Healthcare Price Controls Don’t Come For Free

America’s healthcare bill continues to rise. Our tab reached $3.8 trillion in 2019, nearly $11,600 per person, according to the Centers for Medicare and Medicaid Services. Health care consumes some 17.7% of our nation’s gross domestic product.

In recent months, two leading research organizations, the Rand Corporation and the Kaiser Family Foundation, have released plans for reining that bill in. Kaiser, for example, says, “Reducing the prices private insurers pay for health care services could help alleviate the financial burden of health care for employers and individuals with private insurance.”

In other words, America would spend less if the price of health care were lower. Perhaps these eminent researchers will soon tell us that we’ll have fewer floods if it rains less—or we’d have more money in our 401(k)s if we saved more.

Rand and Kaiser are really just calling for the government to implement price controls on health care. In so doing, they’re ignoring decades of evidence and basic economic theory that shows that price controls result in life-threatening shortages of medical care.

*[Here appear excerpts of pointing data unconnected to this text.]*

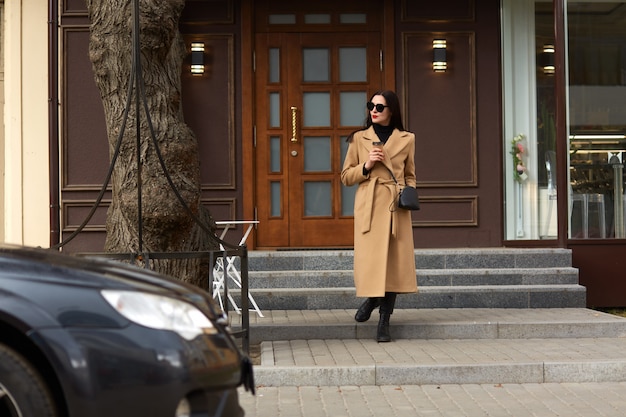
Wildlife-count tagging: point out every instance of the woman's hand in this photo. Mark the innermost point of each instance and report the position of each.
(376, 155)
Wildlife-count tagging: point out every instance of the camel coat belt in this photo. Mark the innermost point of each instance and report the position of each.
(384, 255)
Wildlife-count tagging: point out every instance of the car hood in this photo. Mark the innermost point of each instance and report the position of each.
(46, 265)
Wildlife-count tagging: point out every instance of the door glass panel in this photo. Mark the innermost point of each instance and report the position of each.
(274, 109)
(282, 19)
(275, 199)
(347, 193)
(315, 65)
(352, 105)
(316, 109)
(352, 64)
(317, 19)
(352, 18)
(275, 154)
(317, 198)
(274, 59)
(317, 154)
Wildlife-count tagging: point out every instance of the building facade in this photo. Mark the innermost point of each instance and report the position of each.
(516, 105)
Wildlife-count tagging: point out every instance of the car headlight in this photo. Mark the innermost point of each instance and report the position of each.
(160, 312)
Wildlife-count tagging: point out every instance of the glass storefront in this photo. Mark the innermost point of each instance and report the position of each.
(596, 114)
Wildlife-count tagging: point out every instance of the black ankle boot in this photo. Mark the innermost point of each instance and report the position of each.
(365, 311)
(383, 328)
(386, 308)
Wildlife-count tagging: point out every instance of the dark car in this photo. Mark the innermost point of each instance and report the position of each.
(85, 337)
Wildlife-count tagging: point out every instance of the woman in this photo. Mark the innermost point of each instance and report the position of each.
(384, 259)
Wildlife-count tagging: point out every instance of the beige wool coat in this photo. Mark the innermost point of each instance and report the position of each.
(384, 259)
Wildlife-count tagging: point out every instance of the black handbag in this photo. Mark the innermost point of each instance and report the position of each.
(408, 198)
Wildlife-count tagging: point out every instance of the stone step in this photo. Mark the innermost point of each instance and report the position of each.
(439, 346)
(472, 296)
(293, 260)
(437, 323)
(425, 277)
(447, 278)
(433, 362)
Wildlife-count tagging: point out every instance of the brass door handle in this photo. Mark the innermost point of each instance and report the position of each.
(294, 124)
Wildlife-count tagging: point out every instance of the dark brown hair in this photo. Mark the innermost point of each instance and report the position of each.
(393, 104)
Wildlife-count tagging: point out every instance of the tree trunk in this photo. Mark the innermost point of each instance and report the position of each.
(167, 226)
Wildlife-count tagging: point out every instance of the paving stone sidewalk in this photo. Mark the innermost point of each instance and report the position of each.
(469, 400)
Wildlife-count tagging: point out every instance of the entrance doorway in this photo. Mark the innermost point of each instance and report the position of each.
(311, 91)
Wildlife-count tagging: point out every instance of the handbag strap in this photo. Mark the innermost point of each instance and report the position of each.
(392, 176)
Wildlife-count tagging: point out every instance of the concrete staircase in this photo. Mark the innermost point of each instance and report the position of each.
(482, 316)
(447, 278)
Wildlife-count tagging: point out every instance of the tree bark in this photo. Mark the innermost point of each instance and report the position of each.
(167, 226)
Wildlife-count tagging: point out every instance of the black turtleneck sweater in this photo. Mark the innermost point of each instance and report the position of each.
(383, 132)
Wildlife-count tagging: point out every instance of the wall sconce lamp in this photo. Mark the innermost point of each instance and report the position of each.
(547, 59)
(197, 58)
(439, 55)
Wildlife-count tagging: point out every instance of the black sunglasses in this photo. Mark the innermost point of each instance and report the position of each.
(379, 107)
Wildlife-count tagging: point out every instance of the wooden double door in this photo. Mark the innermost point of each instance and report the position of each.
(311, 93)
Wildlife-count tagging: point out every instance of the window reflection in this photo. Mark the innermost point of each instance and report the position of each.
(597, 117)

Rand’s study focuses on hospital spending, which accounts for roughly one-third of healthcare expenditures. “Regulating prices for all private plans,” the report says, “has the potential for a significant impact on hospital spending.”

It’s an observation that’s head-spinningly obvious—if the government imposes price controls, then spending will go down. Rand and Kaiser specifically recommend that private health plans be allowed to reimburse providers at the same rates as Medicare.

But there’s no free lunch here. The consequences would be devastating. Medicare systematically underpays hospitals and doctor’s offices. In 2019, the program reimbursed hospitals 87 cents for every dollar of care consumed by Medicare patients, according to the American Hospital Association.

If private insurers did the same, spending on privately-insured patients would fall by $352 billion a year, according to Kaiser. Rand’s report estimates that setting hospital prices for all private payers equal to—or even 50% above—Medicare’s reimbursement rates could cut hospital spending by $61.9 billion to $236.6 billion a year.
Both these findings oversimplify healthcare economics. The only reason Medicare’s underpayment scheme hasn’t bankrupted our health system is that providers charge private insurers more to compensate.

In fact, the Rand Corporation has documented the extent of this cost-shift. Last year, the organization released a study that found that hospital prices for private payers were 247% higher than what Medicare paid in 2018.

If government set healthcare prices at Medicare levels, then doctors and hospitals would see their revenues plummet. Many would go out of business.
The Covid-19 crisis has put a number of providers on precarious financial footing. One recent survey found that 8% of practices have shut down as a result of the pandemic. Cutting payments to physicians even further would accelerate this trend.

Such a policy could also drive aspiring physicians away from the profession. Who would endure more than a decade of education and training—and take on tens or hundreds of thousands of dollars in debt—if all that awaited them was endless financial stress? We can ill afford to make practicing medicine even less appealing, given that we’ll be short as many as 139,000 physicians by 2033.

This fall-off in the supply of care would coincide with a huge increase in demand—the natural consequence of lowering prices for any good or service. The result would be massive shortages and lengthy delays for treatments and procedures.

This is happening in other countries where the government regulates healthcare prices. In Canada, where I grew up, the typical wait time in 2020 for receipt of care from a specialist following referral by a general practitioner was nearly 23 weeks, according to an analysis by the Fraser Institute.

In the United Kingdom’s single-payer healthcare system, the wait list for hospital care is expected to reach 10 million in the coming weeks. If that occurs, nearly one in six British patients will be waiting for care.

Neither Rand nor Kaiser explores these tradeoffs. Both admit that they chose not to do so. Rand’s study states that it does not model “the extent to which reductions in hospital revenues could result in possible adverse effects, such as hospital closures or reductions in quality of care.” The Kaiser report made a similar acknowledgement, writing that reducing revenue for hospitals and healthcare providers would have “uncertain effects on patient care.”

Those effects are far from uncertain. Capping the price of medical care will lead to rationing and poor outcomes for patients. Giving patients more control over their health expenses—by expanding tax-advantaged Health Savings Accounts, boosting the availability of telehealth services, and insisting on price transparency from providers—will reduce health costs without compromising access to care.

Nothing contained in this blog is to be construed as necessarily reflecting the views of the Pacific Research Institute or as an attempt to thwart or aid the passage of any legislation.